Por fuera me parecía hosco, huraño, nervioso. Su caminar indicaba un estado deplorable, pero ¿quién puede verse bien viviendo en la calle?

No cruzamos miradas. Lo vi escondiéndose entre los autos estacionados. Se ocultaba de los demás, pero también de cualquier superficie que reflejara su condición. Se escondía de sí mismo. Al llegar de vuelta de mi paseo de rutina, lo vi comiendo en el suelo.

La única razón por la que puedo decir que era la mejor comida que había probado en mi vida es porque de mi vida ya solo tenía algunas escenas. Esas escenas estaban llenas de muchas cosas, pero pocas de ellas eran recuerdos de alimentos.

Ahí estaba yo, entre los autos estacionados, sin reconocerme a mí misma y casi sin poder caminar, cuando pasó un joven alto con un cigarrillo. Cruzamos miradas, la mía era de hambre, no pude descifrar la suya. Algo murmuró sobre una cita, abrió un recipiente plástico y vació su contenido en una vereda más allá. Eran fideos con salsa blanca y atún. A los veinte segundos me encontraba con la nariz metida dentro, para que el alimento quedase lo más cerca posible de mi boca. Si hubiera podido acortar el camino hacia el estómago, probablemente también lo habría hecho.

Lo vi y me pregunté si alguna vez he sentido hambre. No me refiero a la que se pasa a los diez minutos. No esa que superamos echando mano a algún tentempié.

Hambre. Esa que te hace salir de tu escondite para tirarte de cabeza a las sobras rancias de alguien que iba pasando.

No, no había sentido hambre. En ese momento supe que, si estaba en mis manos, no dejaría que él la siguiera sintiendo.

Lo llamé. Me miró. Me di cuenta que no era él, sino ella. Que el tamaño de su cuerpo -menudo y poco desarrollado- no solo me hicieron confundir su sexo sino también su edad. Era muchísimo mayor a lo que prejuzgué.

Y con una mezcla de culpa y generosidad, la hice pasar.

Las enfermedades eran tantas que apenas las podía contar. Como dejé de comer, mi sistema digestivo completo también dejó de funcionar. Y no fue una opción, no. A falta de mejores alternativas, me pasaba rumiando lo que encontraba, lo que en su mayoría se trataba de pedazos de neumáticos de camión, que revolucionaban mis jugos gástricos manteniéndolos entretenidos con la ilusión del alimento, y con un alto costo para mi dentadura. Mi corazón tampoco andaba bien, pero eso era lo de menos. Había dejado de controlar mi esfínter, pero consumía tan poca agua que daba lo mismo.

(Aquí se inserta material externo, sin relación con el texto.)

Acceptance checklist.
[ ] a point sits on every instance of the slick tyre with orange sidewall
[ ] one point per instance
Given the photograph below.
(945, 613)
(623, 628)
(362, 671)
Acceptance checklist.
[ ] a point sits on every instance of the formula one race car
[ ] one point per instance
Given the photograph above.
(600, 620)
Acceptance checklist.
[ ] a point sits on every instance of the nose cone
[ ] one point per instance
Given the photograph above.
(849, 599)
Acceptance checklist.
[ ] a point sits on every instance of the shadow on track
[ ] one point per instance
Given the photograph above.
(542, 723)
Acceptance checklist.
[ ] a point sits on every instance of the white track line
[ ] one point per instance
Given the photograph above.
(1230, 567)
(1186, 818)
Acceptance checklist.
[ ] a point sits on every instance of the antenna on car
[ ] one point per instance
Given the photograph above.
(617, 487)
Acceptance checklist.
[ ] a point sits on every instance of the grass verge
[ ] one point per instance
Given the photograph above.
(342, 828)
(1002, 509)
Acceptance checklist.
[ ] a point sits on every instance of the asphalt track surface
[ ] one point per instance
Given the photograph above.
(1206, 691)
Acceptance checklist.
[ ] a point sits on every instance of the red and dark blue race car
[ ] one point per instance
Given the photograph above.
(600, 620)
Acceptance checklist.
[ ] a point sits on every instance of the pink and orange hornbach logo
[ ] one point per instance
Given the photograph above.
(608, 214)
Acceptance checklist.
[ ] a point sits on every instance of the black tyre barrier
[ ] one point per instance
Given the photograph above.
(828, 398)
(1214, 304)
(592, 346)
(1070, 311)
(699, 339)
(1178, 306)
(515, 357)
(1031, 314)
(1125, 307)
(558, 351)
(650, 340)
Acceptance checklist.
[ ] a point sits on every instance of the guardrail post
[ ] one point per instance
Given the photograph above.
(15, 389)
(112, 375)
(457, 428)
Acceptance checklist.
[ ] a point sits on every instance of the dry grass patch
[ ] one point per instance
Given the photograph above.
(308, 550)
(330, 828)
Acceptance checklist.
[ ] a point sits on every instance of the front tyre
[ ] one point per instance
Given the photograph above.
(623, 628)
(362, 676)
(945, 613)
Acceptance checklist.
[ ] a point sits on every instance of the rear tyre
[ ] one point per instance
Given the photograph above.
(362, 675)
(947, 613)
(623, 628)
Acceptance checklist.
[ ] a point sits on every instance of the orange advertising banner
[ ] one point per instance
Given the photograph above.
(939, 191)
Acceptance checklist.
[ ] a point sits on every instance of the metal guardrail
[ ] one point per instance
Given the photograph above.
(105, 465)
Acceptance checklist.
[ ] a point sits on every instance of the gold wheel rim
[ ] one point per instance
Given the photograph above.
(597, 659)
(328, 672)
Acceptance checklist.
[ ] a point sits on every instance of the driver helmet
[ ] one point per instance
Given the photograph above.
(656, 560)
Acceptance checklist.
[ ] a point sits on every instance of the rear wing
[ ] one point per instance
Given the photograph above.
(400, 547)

Al mirar a la mujer, no supe descifrar su intención. Me llevó a su casa, y yo solo podía pensar: ¿sabrá que vivo en la calle? También me pregunté si sabría quién era yo, pero era algo que no era capaz de contestar. Lo olvidé hace mucho tiempo.

Entramos, encendí la estufa y traje alimento y un par de bebidas calientes. Estuvimos mirando la luz del calefactor durante varias horas, no sabría decir exactamente cuánto tiempo pasó. Nos mantuvimos en silencio, compartiendo pensamientos que estoy segura se entrelazaban sin necesidad de palabras. Logramos una comunión de hermanas, de amantes, de amigas de hace siglos. Nos entregamos el afecto que las dos necesitábamos, y fueron los momentos más felices de mi vida.

Mi cuerpo no se sostuvo. La lluvia que arreciaba afuera me habría arrebatado la vida de manera cruel y solitaria, pero el estar ahí dentro me hizo pensar que si era posible sentir ese nivel de bienestar ahora, entonces era como tener una pequeña muestra del paraíso, antes de conocerlo.